According to Forbes, online business degrees are well worth the cost – and can even save students money over traditional study. The vast majority of the coursework is similar, or the same, as the courses students take in traditional business degrees. Here are five common courses in online business degrees.
Related resource: Top 10 Online Colleges for Business
Introduction to Marketing
Introduction to Marketing covers the basics of traditional and digital marketing. Students will learn the pros and cons of various marketing tools, receive introductions to various marketing platforms, and get a splatter of design advice on traditional marketing tools like flyers, brochures, and trade show posters.
Accounting and Financial Management
One of the foundational courses of a business degree, Accounting, and Financial Management introduces students to accounting basics such as cash flow management, projections, overhead calculation, and payroll.

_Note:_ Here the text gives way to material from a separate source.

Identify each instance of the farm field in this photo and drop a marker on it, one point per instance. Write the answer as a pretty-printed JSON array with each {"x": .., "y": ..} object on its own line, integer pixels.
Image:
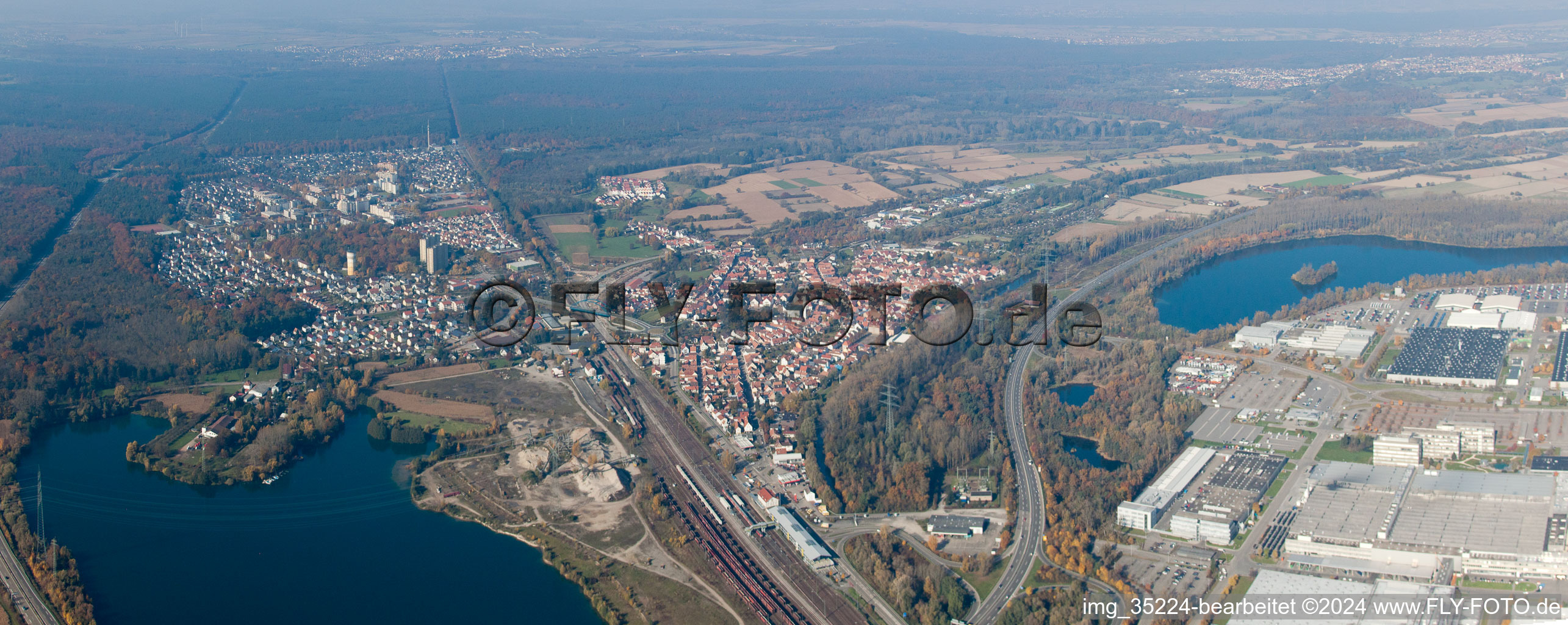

In some online business degrees, this course is separated into two semesters to cover more advanced topics within this area of focus.
Introduction to Economics
Introduction to Economics covers both micro and macroeconomics. Students learn about consumer bases, price indexes, markets, and local economies, in addition to national economic policy, inflation, the impact of the stock market, and global economics.

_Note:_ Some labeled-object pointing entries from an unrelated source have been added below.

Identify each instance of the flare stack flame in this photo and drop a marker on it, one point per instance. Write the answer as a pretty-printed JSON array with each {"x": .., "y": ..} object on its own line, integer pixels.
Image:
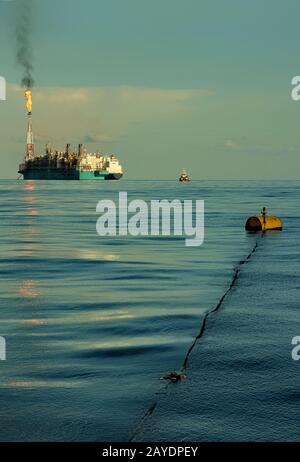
[{"x": 28, "y": 101}]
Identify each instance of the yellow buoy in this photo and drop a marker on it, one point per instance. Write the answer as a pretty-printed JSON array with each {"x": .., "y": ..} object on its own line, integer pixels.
[{"x": 263, "y": 222}]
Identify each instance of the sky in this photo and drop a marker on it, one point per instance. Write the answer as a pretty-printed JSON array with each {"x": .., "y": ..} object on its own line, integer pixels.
[{"x": 163, "y": 84}]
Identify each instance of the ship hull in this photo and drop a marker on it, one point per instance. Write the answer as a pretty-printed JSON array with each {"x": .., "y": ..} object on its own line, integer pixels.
[{"x": 68, "y": 174}]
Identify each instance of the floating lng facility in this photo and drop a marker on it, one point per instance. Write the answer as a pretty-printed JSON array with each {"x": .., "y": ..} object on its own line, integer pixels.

This broad-ranging management course covers ethical practice within organizations, including ethical standards relating to employee treatment, payroll, benefits, and company perks. It also discusses ethical practices in relationships between the company and the community it inhabits and serves, and how each company has its own impact – for better or worse – on local and regional economies. Students are encouraged to discuss ethical practices according to philosophical standards of ethics, such as virtue ethics or utilitarian ethics, and suggest best practices on the basis of their determinations.

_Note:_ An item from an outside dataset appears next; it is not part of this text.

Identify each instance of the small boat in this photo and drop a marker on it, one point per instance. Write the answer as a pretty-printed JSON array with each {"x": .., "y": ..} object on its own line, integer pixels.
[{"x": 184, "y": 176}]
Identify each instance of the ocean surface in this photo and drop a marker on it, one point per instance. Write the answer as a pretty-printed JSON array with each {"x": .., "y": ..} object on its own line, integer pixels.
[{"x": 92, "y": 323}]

Introduction to Human Resources
This course introduces business students to the most important resource of all – employees – and how to effectively recruit and manage them. From recruitment techniques and determining company talent needs to ascertaining appropriate paygrades for a different position and boosting company morale, Introduction to Human Resources is required for the vast majority of business degrees, including online ones.
Each of these courses relates to important aspects of business and company organization, and may also give students a clearer idea of what they want to specialize in during their undergraduate and graduate degrees. Specializing in any of these areas of business is well worth consideration – and can have a tremendous impact on the companies graduates work for as well as the world of business as a whole.